Answer: Let the speed of the motor boat in still water be \( x \) km / hour and the speed of the stream be \( y \) km/hour.
Speed downstream = \( (x + y) \) km / hour and Speed upstream = \( (x - y) \) km / hour.
In the first case, \( \frac{100}{x+y} + \frac{30}{x-y} = 6 ...(1) \)
In the second case, \( \frac{75}{x+y} + \frac{75}{x-y} = 8 ...(2) \)
Put \( \frac{1}{x+y} = u \) and \( \frac{1}{x-y} = v \).
\( 100u + 30v = 6 \implies 50u + 15v = 3 ...(3) \)
\( 75u + 75v = 8 \implies 15u + 15v = \frac{8}{5} ...(4) \)
Subtracting (4) from (3), \( 35u = 3 - \frac{8}{5} = \frac{7}{5} \implies u = \frac{1}{25} \).
Putting \( u = \frac{1}{25} \) in (3), \( 50 \times \frac{1}{25} + 15v = 3 \implies 2 + 15v = 3 \implies v = \frac{1}{15} \).
Now, \( x + y = 25 \) and \( x - y = 15 \).
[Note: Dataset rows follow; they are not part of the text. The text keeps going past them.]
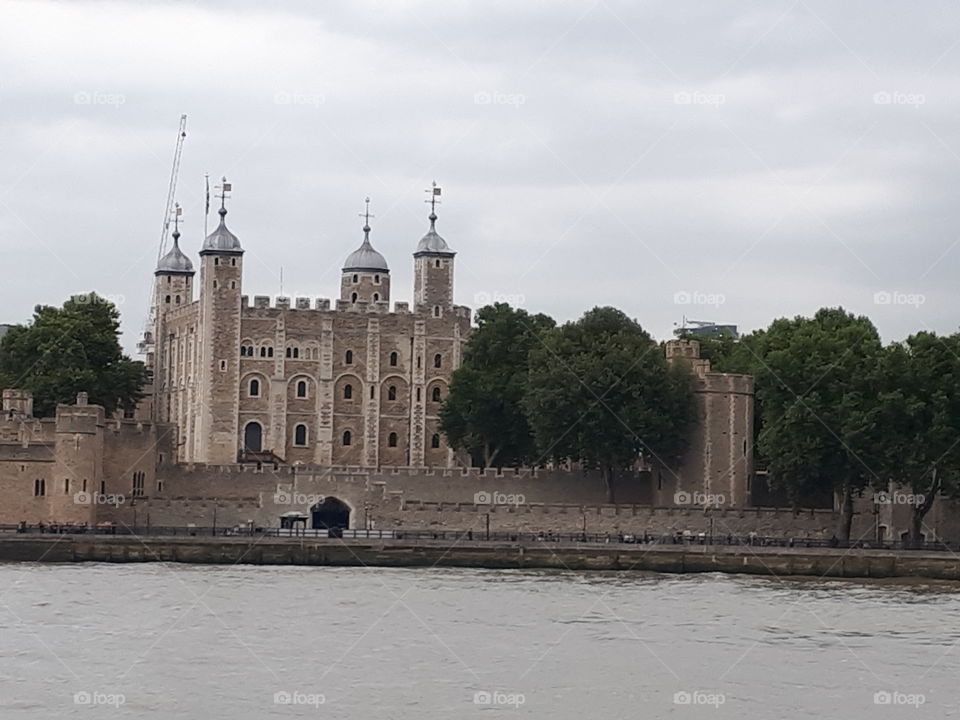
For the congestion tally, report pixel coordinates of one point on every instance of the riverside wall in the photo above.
(529, 500)
(822, 562)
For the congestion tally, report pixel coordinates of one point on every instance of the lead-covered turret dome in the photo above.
(175, 262)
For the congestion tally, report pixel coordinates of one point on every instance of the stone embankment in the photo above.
(818, 562)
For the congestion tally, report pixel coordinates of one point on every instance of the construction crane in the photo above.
(146, 345)
(172, 187)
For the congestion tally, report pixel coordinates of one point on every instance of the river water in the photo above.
(245, 642)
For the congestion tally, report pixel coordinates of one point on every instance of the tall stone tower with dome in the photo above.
(357, 382)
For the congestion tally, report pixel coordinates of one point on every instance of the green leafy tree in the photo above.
(601, 392)
(921, 416)
(482, 414)
(66, 350)
(816, 381)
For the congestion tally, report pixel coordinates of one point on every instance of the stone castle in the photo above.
(252, 404)
(356, 383)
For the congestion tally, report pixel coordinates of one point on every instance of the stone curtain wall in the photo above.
(545, 501)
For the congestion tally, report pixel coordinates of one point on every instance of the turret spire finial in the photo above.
(177, 212)
(366, 216)
(434, 201)
(225, 188)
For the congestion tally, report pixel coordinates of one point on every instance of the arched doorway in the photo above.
(331, 513)
(253, 437)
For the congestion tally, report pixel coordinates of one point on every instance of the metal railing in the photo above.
(474, 536)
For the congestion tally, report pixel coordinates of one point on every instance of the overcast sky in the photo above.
(733, 162)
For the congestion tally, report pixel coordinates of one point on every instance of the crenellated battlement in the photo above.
(323, 305)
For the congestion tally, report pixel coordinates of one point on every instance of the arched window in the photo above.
(253, 437)
(300, 435)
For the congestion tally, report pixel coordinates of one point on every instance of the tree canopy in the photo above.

Adding these, \( 2x = 40 \implies x = 20 \). Subtracting them, \( 2y = 10 \implies y = 5 \).
Speed of boat in still water is 20 km/hour and speed of stream is 5 km/hour.

Question. Solve the following system of linear equation graphically \( 4x - 5y - 20 = 0 \) and \( 3x + 5y - 15 = 0 \). Also, find the coordinates of the vertices of the Triangle formed by these two lines and the Y-axis.  
Answer: Given equations are \( 4x - 5y - 20 = 0 \) and \( 3x + 5y - 15 = 0 \).
For \( 4x - 5y - 20 = 0 \): When \( y = 0, x = 5 \); when \( x = 0, y = -4 \).
For \( 3x + 5y - 15 = 0 \): When \( y = 0, x = 5 \); when \( x = 0, y = 3 \).
Graphing these, the two lines intersect at \( A(5, 0) \).
The lines meet y-axis at \( B(0, -4) \) and \( C(0, 3) \) respectively.
Therefore, the vertices of the triangle are \( (5, 0), (0, -4) \) and \( (0, 3) \).

Question. Solve the following system of linear equations graphically and shade the region between the two lines and x-axis: (4) \( 3x + 2y - 4 = 0, 2x - 3y - 7 = 0 \)
Answer: Given system of linear equations is \( 3x + 2y - 4 = 0 .....(1) \) and \( 2x - 3y - 7 = 0 .....(2) \).
For eqn (1), \( y = \frac{4-3x}{2} \). If \( x = 0, y = 2 \); if \( x = 2, y = -1 \).
For eqn (2), \( y = \frac{2x-7}{3} \). If \( x = 2, y = -1 \); if \( x = 5, y = 1 \).
Plotting these points on graph, we find the lines intersect at \( (2, -1) \). The region between the lines and x-axis is shaded.